It’s been quite a decade for our Captains of American industry.
598k jobs were lost in January, the fifth striaght month that the American workforce lost more than 400k jobs. 2.6M jobs disappeared in 2008. That's more jobs than in any other year since 1945.
Let’s start our tour by checking in on banking, which is in a state of ruin. Their reckless lending practices have led to the current sub-prime mortgage fiasco, which began in 2007 and has turned the collective American dream of home ownership into a nightmare. American Insurance Group, at one time one of the world’s most powerful insurance companies, reported losses from the mortgage crisis of up to $5 billion.
Those bastions of visionary leadership in the financial services industry have not fared much better of late. For proof, one only has to look at Merrill Lynch and Citigroup, who had to go seeking investments from Asian and Middle Eastern Governments last year to improve their balance sheets. U.S. investment bank Bear Stearns collapse is epic, even by Depression-era standards. Its stock price dropped from a high of $169 to $2 last year, and it had to be bought by J.P. Morgan with backing from the U.S. Federal Reserve.

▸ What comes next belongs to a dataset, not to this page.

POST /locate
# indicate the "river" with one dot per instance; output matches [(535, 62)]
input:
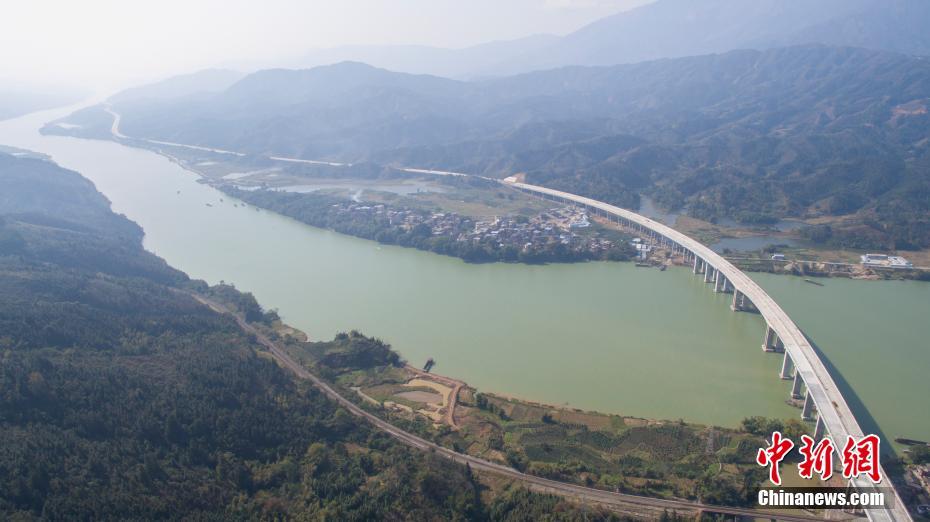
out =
[(604, 336)]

And then there is automobile manufacturing, struggling to compete and failing miserably for nearly thirty years with aggressive foreign competitors and shifting market conditions. It got so bad for GM last year that at one point it announced a $15.5B quarterly losses, third most in its 100-year history. Ford Motor Company announced a loss of $8.7B, Chrysler decided to stop leasing cars and trucks, and GMAC announced a $2.5B second quarter loss. Then GM and Chrysler went backing for cash to remain in existence in 2009.
Cable and telecom companies have practiced their own fair share of questionable business practices, such as price gauging their customers by charging them for hundreds of unused channels of content or burying inexplicable surcharges and taxes in overwhelmingly complicated monthly consumer statements.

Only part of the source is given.